The High Court has ruled this morning that prosecutions under the Hunting Act should be handled as “innocent until proven guilty”.

The landmark judgment will affect all prosecutions under the Hunting Act from now on, and some retrospectively, including that of Exmoor huntsman Tony Wright.

Mr Wright won his appeal against a conviction for unlawful hunting but in December the Crown Prosecution Service (CPS) asked for clarification of the points of law used to win his case.

Now two top judges have agreed the CPS must prove hunts have broken the law and the Countryside Alliance says the ruling will make the prosecution of many offences brought under the Hunting Act “much more difficult”.

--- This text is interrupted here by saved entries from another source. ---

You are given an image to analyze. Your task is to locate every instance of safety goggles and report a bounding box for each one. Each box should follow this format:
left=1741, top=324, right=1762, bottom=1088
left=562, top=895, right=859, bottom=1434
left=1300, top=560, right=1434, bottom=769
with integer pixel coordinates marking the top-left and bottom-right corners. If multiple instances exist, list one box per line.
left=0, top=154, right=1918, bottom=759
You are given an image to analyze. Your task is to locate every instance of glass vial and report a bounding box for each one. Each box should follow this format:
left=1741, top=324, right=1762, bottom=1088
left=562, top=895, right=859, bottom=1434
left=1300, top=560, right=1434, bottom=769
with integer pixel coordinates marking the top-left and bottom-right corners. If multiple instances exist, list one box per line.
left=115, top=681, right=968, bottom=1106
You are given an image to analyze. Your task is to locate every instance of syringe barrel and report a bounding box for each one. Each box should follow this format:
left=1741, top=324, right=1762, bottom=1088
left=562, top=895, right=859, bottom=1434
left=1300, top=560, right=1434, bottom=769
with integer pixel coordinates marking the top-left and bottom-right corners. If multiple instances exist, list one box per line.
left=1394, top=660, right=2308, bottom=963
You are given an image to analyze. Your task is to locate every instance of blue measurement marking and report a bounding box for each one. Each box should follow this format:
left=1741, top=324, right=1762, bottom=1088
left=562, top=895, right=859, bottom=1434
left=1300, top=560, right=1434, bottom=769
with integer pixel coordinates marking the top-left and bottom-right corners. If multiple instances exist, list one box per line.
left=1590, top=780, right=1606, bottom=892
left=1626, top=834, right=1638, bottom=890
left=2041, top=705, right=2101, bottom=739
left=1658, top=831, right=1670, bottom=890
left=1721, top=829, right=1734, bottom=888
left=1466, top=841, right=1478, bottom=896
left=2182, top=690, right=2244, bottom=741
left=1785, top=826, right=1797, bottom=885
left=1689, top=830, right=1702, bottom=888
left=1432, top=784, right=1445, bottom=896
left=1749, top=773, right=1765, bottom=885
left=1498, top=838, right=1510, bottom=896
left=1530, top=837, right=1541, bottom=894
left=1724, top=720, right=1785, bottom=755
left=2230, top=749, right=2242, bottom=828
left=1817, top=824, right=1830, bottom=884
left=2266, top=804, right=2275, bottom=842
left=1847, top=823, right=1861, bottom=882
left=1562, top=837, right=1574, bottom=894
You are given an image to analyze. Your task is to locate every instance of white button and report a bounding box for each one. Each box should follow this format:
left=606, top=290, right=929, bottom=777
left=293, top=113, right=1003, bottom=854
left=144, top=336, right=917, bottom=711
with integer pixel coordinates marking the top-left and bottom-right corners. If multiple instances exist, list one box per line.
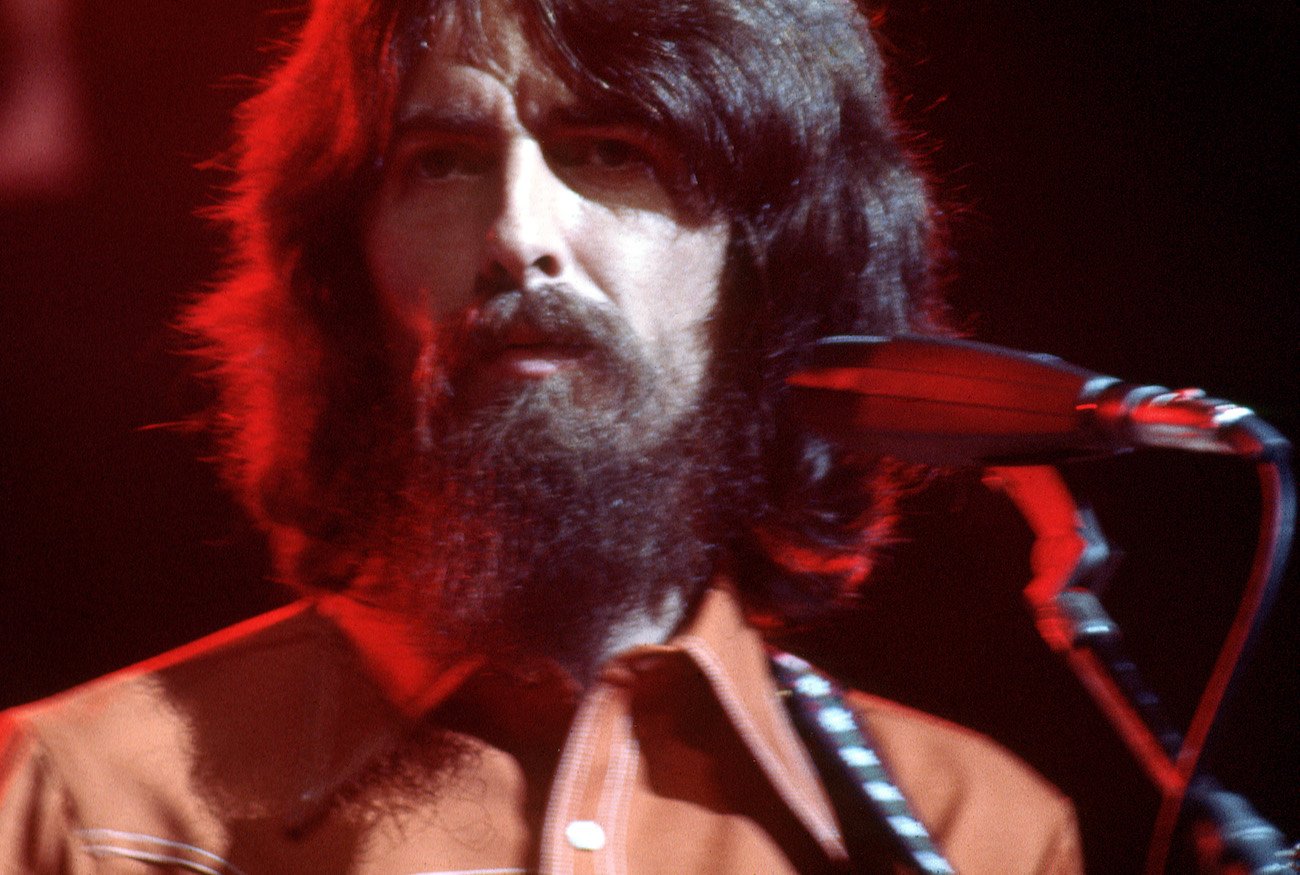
left=565, top=819, right=606, bottom=851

The High Court was asked to decide whether hunts have a right to say they are “innocent until proven guilty” when claiming the defence of hunting under an exemption, and what is meant by “hunting”.

Speaking to H&H this morning Exmoor huntsman Tony Wright said he was hugely relieved a case that had dragged on for three years was now over.

“I’m delighted and hope it will have a positive effect on the cases still to be heard,” he said.

“I don’t know if this is the end of it, but it is a relief that things have turned out this way. It has been a long time to endure, but it has been worth it.”

“It has at least helped to put several nails in the coffin of the Hunting Act.”